Given the vast amount of extra bits wasted on encoding inaudible stuff, it barely seems worthwhile to use extreme for such a subtle reduction of such rare artifacts.

--alt-preset insane is the best that MP3 can do and throws as many bits at the audio as possible, so it will sometimes fix artifacts of the psychoacoustic model by brute force. If you actually notice artifacts in a particular track with APS, perhaps you could re-encode just that track in API. It's far more likely to succeed than extreme, but it's still only rarely going to be an improvement over APS.

Finally, if you have an artifact that Insane can't fix but need to play it on a portable, you'll find that many portables support .MP2 or MPEG-I layer 2 (which isn't older and more outdated than MP3, it's just less complex to encode/decode). It has better time resolution (same as Musepack) so it can fix some pre-echo problems. However, few of the psychoacoustic models for MP2 are well tuned and there's no VBR mode included in the standard. You might need to rename the files to .mp3 if they aren't recognised by the player. mp2enc and toolame are available to encode (see Rarewares section) and so too are some other encoders. MP2 is useful for high quality encoding at 192, 224, 256, 320, 384 kbps (only CBR is fully supported).

However, most of us won't notice artifacts with --alt-preset standard. I'm personally far more annoyed by MP3's lack of gapless playback (also true of AAC/MP4 and MP2) and its limited ReplayGain support, and that's half the reason I use Musepack (standard, --xlevel) as my main format. (Better transparency, faster encoding and lower bitrates are also bonuses of Musepack).
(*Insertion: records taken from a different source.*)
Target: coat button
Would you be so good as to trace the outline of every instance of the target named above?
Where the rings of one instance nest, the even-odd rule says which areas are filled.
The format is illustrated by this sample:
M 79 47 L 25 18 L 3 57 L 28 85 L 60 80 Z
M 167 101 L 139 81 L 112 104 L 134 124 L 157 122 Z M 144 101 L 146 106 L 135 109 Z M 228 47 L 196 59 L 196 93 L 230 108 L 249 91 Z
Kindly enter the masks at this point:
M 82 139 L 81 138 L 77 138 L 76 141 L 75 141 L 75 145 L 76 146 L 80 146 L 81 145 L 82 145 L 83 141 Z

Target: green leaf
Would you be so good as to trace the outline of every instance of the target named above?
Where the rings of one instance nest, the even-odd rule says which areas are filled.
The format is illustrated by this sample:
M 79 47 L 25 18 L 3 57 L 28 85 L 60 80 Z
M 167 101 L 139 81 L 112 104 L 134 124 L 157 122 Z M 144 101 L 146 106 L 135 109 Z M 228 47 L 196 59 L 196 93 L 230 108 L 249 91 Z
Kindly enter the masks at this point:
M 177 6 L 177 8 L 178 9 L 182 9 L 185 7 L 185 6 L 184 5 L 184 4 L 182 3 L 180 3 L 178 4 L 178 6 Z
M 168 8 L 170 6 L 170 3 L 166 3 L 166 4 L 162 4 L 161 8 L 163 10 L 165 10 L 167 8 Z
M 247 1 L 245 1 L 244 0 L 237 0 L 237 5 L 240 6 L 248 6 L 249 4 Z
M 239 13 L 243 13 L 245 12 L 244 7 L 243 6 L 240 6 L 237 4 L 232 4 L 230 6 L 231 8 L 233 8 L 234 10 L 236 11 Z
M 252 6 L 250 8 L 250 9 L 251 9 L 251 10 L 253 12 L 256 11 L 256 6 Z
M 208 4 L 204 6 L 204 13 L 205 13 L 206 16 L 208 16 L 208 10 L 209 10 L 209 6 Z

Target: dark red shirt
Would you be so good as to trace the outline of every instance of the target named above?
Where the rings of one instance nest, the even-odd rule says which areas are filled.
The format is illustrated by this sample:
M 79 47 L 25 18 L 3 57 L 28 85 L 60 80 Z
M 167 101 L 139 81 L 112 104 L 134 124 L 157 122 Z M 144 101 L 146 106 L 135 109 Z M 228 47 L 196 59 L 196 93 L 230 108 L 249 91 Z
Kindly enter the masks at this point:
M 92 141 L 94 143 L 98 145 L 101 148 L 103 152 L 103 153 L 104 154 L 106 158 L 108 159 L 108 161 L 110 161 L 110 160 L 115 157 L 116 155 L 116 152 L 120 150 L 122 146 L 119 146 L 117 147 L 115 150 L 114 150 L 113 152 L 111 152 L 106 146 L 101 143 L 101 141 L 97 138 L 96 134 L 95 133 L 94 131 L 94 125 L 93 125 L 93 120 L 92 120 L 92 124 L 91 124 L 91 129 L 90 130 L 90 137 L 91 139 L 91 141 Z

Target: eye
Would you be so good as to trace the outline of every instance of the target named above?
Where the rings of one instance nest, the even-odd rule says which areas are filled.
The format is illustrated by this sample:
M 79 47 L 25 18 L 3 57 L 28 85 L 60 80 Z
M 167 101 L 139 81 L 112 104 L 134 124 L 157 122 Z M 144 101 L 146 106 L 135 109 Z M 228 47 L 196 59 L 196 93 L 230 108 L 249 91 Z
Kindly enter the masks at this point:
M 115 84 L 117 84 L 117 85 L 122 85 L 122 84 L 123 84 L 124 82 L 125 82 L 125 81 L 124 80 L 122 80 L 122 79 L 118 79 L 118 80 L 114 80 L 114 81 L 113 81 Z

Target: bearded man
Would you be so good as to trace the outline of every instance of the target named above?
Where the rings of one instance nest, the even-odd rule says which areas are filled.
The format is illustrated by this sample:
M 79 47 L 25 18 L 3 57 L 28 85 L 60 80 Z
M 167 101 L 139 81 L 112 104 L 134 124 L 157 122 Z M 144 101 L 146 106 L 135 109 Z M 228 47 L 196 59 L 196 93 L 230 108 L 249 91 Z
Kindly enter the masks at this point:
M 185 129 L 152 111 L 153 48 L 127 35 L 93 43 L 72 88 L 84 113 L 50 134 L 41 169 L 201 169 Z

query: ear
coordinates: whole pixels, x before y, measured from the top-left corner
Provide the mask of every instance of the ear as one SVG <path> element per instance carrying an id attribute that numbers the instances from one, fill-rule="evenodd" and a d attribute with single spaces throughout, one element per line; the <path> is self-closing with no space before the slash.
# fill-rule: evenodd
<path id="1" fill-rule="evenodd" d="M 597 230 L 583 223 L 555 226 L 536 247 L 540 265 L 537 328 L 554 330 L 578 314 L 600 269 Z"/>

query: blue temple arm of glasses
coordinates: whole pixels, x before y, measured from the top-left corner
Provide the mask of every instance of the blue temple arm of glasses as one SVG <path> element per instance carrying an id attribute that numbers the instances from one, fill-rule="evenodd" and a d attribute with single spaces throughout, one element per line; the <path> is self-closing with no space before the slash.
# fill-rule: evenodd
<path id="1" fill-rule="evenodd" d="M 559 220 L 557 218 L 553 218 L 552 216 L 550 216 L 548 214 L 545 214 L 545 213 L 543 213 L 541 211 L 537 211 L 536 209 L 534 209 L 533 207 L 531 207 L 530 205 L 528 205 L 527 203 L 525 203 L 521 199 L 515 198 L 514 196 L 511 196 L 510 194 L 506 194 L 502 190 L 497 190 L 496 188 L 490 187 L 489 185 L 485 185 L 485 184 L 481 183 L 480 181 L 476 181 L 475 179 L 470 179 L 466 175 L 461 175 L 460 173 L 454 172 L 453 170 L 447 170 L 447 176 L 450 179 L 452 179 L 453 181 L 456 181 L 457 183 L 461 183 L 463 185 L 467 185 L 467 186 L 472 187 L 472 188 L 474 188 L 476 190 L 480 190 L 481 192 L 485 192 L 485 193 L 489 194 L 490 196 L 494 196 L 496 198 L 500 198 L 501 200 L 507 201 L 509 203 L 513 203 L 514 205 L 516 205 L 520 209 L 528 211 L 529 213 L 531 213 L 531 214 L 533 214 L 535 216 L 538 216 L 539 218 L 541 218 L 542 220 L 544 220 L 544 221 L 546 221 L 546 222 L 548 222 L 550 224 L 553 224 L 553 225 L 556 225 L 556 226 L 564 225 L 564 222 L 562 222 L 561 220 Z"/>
I still have a number of APS albums I haven't re-encoded to Musepack, where gapless playback isn't important and they sound great.
Yull
My opinion : "--alt-preset cbr 192"

Compatibility, encoding speed, overall quality, final size...
2Bdecided
This thread is for you:

samples where aps or ape has a problem


Download and listen and see for yourself. Note that a slight change to --alt-preset standard was introduced because of this thread, and you're probably already using it.

It's the samples which aren't fixed by this change (-Z in lame 3.90.2, now defaulted in lame 3.90.3) which are most interesting.

Cheers,
David.
compie
QUOTE(Yull @ Jul 2 2003, 02:18 AM)
My opinion : "--alt-preset cbr 192"

Compatibility, encoding speed, overall quality, final size...

Only use CBR if you really need it. "--alt-preset 192" might be better for you (its ABR).
Jebus
QUOTE(Yull @ Jul 2 2003, 02:18 AM)
My opinion : "--alt-preset cbr 192"

Compatibility, encoding speed, overall quality, final size...

you mean your "uneducated, random decision of a command line you are going to recommend"?

Give me ONE good reason why you would choose that over --alt-preset standard or even --alt-preset 192. ONE. And don't say compatibility without naming a player you use which only does CBR.
Yull
Some players can play VBR, some others won't!! Windows Media Player do not display the bitrate correctly and I have found some artefacts on my DVD player that I don't have with a fully compatible VBR player..
I admit that VBR is the best, but I PREFER ENCODING WITH VBR, that's may Opinion!! I respect yours!!
Yull
ERRATUM : I PREFER ENCODING WITH CBR lol!!